Culture should not rest on one person alone. “One person can rarely create and sustain organizational change that is truly transformational,” Forbes says in Not-So-Simple Secrets of Successful Culture Change. It takes dialogue that creates a spark in people to step up and do something differently themselves. Engaging everyone in not only having a voice but having a responsibility to drive small change at their level helps build the momentum and sustainability of what could be.”

Culture should be owned by the entire organisation, with everyone participating as culture builders.


“There are 3 culture personas,” our CE Rachel Ong elaborates. “Culture observers, culture commentators, and culture builders. We believe every person in the organisation is empowered to actively build culture, to go beyond being mere observers who operate at a distance, and culture commentators who bring valuable perspectives but are not fully engaged in the action.”


At ROHEI, culture began with a value system. Through regular communication and mentoring of staff, the values became guiding principles for all of us in our day-to-day service of our clients and interaction with one another.

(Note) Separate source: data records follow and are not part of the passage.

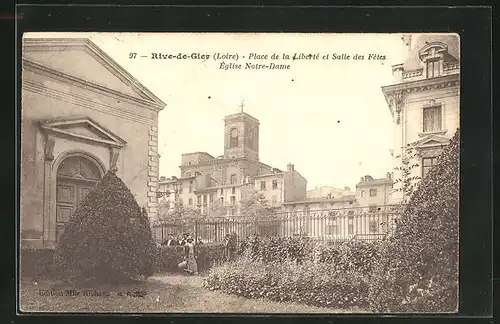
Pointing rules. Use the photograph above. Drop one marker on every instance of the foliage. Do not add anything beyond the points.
(316, 284)
(350, 256)
(407, 183)
(108, 237)
(418, 270)
(327, 276)
(170, 256)
(277, 249)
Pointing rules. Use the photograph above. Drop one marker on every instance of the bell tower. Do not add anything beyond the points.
(241, 136)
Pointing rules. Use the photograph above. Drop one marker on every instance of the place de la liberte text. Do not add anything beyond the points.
(230, 61)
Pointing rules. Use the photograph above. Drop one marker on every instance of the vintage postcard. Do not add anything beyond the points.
(239, 173)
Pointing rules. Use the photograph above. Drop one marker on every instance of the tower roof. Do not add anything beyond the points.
(242, 115)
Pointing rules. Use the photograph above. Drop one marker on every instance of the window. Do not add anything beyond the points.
(433, 68)
(233, 138)
(427, 164)
(432, 119)
(373, 226)
(350, 225)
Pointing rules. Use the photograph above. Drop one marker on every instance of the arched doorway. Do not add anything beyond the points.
(76, 176)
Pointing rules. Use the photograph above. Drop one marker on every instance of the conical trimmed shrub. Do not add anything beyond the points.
(108, 237)
(419, 269)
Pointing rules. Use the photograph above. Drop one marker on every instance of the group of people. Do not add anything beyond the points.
(189, 263)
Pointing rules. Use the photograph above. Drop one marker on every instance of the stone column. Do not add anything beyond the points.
(153, 165)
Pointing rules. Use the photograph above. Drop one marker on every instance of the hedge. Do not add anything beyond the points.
(276, 249)
(168, 257)
(108, 237)
(326, 276)
(418, 270)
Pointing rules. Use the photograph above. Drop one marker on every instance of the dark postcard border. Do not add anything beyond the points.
(474, 26)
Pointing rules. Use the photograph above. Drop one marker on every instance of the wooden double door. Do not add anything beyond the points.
(76, 177)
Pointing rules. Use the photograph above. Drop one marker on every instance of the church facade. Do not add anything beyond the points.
(81, 115)
(224, 181)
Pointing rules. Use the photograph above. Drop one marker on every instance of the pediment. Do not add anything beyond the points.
(83, 128)
(82, 59)
(433, 140)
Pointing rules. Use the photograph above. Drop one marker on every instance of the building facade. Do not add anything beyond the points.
(424, 100)
(207, 181)
(328, 192)
(82, 114)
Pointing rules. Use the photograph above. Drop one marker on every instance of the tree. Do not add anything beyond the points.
(108, 237)
(418, 271)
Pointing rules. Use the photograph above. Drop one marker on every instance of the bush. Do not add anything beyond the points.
(311, 283)
(170, 256)
(108, 237)
(350, 256)
(418, 270)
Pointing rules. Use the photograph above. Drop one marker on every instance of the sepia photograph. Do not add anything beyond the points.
(239, 173)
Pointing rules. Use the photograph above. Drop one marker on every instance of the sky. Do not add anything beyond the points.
(327, 117)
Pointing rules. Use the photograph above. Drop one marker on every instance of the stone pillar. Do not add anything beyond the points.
(153, 165)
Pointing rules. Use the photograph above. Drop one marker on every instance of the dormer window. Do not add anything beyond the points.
(432, 119)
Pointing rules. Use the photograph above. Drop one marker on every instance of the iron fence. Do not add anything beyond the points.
(326, 225)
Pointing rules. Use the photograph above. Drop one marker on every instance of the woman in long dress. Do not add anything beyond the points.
(190, 255)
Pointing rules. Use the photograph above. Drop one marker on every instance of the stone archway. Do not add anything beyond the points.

Values are the heart of our culture, guiding us in our decisions and actions. They shape the unique service we provide to our clients—authentic, relational, and with great attention to details and unspoken needs.


Leadership models the values and entrusts the staff with culture building—actively practising what we believe in.



Culture-building is an organisation-wide initiative

Leadership, HR, and staff all play the role of culture builders, proactive participants in championing company culture.

CEOs and senior management take the lead. HR supports leadership and helps implement culture through policies and practices. And staff champion culture by walking the talk.


Like many organisational efforts, culture can only be successfully built by the team going all-in and trusting each other to play their part.